A certa personagem desvanecida
Um soneto começo em vosso gabo*:
Contemos esta regra por primeira,
Já lá vão duas, e esta é a terceira,
Já este quartetinho está no cabo.
Na quinta torce agora a porca o rabo;
A sexta vá também desta maneira:
Na sétima entro já com grã** canseira,
E saio dos quartetos muito brabo.
Agora nos tercetos que direi?
Direi que vós, Senhor, a mim me honrais
Gabando‐vos a vós, e eu fico um rei.
Nesta vida um soneto já ditei;
Se desta agora escapo, nunca mais:
Louvado seja Deus, que o acabei.
Gregório de Matos
*louvor **grande
Tipo zero
Você é um tipo que não tem tipo
Com todo tipo você se parece
E sendo um tipo que assimila tanto tipo
Passou a ser um tipo que ninguém esquece
Quando você penetra num salão
E se mistura com a multidão
Você se torna um tipo destacado
Desconfiado todo mundo fica
Que o seu tipo não se classifica
Você passa a ser um tipo desclassificado
Eu até hoje nunca vi nenhum
Tipo vulgar tão fora do comum
Que fosse um tipo tão observado
Você ficou agora convencido
Que o seu tipo já está batido
Mas o seu tipo é o tipo do tipo esgotado
Noel Rosa
O soneto de Gregório de Matos e o samba de Noel Rosa, embora distantes na forma e no tempo, aproximam‐se por ironizarem
a) |
o processo de composição do texto. |
b) |
a própria inferioridade ante o retratado. |
c) |
a singularidade de um caráter nulo. |
d) |
o sublime que se oculta na vulgaridade. |
e) |
a intolerância para com os gênios. |
a) Incorreta. Ainda que o soneto de Gregório de Matos esteja, claramente, ironizando o processo de composição do texto (com um trabalho de metalinguagem, o autor trata da dificuldade de criar um soneto em homenagem à “personagem desvanecida”), o mesmo não é verificado no samba de Noel Rosa, que não trabalha no nível metalinguístico.
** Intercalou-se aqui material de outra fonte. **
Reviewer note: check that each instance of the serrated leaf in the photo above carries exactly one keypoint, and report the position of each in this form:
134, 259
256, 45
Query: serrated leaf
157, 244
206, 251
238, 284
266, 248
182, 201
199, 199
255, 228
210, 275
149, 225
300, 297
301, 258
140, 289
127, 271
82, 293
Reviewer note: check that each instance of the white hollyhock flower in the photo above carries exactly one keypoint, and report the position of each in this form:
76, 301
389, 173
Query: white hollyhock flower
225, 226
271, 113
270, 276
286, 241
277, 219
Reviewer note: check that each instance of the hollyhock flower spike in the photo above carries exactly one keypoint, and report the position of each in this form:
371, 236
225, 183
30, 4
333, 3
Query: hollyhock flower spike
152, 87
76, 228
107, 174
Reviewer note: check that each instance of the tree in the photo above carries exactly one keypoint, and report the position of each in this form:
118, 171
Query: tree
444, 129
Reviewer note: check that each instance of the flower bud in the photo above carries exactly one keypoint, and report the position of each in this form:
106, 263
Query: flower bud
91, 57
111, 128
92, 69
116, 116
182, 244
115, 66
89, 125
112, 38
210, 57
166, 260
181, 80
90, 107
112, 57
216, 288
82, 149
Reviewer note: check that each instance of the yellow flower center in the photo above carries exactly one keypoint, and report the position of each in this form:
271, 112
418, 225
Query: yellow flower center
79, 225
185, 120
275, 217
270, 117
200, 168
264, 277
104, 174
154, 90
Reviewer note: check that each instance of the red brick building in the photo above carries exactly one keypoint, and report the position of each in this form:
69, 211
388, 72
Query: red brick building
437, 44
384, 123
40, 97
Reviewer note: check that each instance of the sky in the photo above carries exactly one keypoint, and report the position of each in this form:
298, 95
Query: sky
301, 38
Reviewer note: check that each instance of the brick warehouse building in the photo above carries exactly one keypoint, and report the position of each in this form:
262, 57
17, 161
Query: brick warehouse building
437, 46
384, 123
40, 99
b) Incorreta. Em nenhum dos textos se verifica uma postura de inferioridade em relação aos fatos retratados. Há, inclusive, certo tom de desvalorização dos sujeitos centrais de cada texto – o que poderia ser lido como uma postura de superioridade de ambos os eus líricos em questão.
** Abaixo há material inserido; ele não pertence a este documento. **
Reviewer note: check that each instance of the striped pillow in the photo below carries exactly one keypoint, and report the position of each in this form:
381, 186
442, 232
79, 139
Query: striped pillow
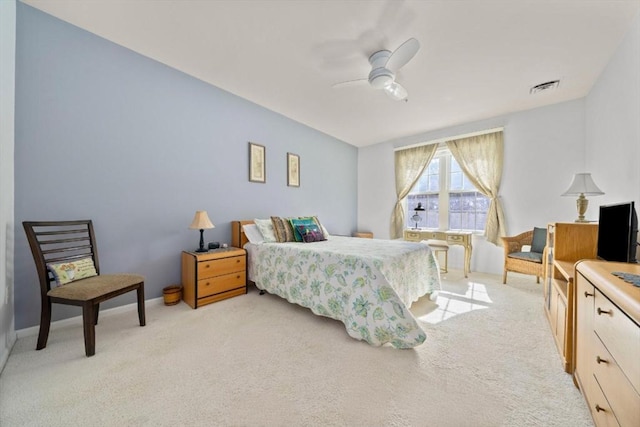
283, 230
c) Correta. No soneto de Gregório de Matos, fica evidenciada a dificuldade que o eu lírico encontra para fazer elogios à figura que deve ser louvada: o título do soneto (“A certa personagem desvanecida”) aponta para o fato de que a pessoa a ser homenageada no soneto tem uma vaidade e um orgulho grandes, a despeito disso, o eu lírico passa por todos os versos sem conseguir fazer um elogio sequer a esta personagem. De forma semelhante, no samba de Noel Rosa, tem-se a pretensa valorização de uma figura que em nada se destaca das demais: nos versos “Você é um tipo que não tem tipo / Com todo tipo você se parece” fica clara a noção de que a pessoa homenageada é um “tipo” (uma figura) bastante regular, que não apresenta nada que possa ser singularizado. Nesse sentido, ambos os textos tratam da singularidade de um caráter nulo, pois em ambos há a tentativa de exaltar pessoas que não necessariamente têm algo a ser exaltado, ou seja, são como figuras nulas, banais.
d) Incorreta. Não é correto afirmar que os textos exaltam o sublime oculto na vulgaridade, uma vez que ambos os textos partem da vulgaridade para expressar a nulidade – e não o sublime – dos personagens enaltecidos.
e) Incorreta. Não há, em nenhum dos textos, trechos que possam ser lidos como ironias à intolerância sofrida pelos gênios, pois o soneto e o samba em questão se debruçam sobre as características banais das personagens homenageadas, que não têm, justamente, genialidade alguma.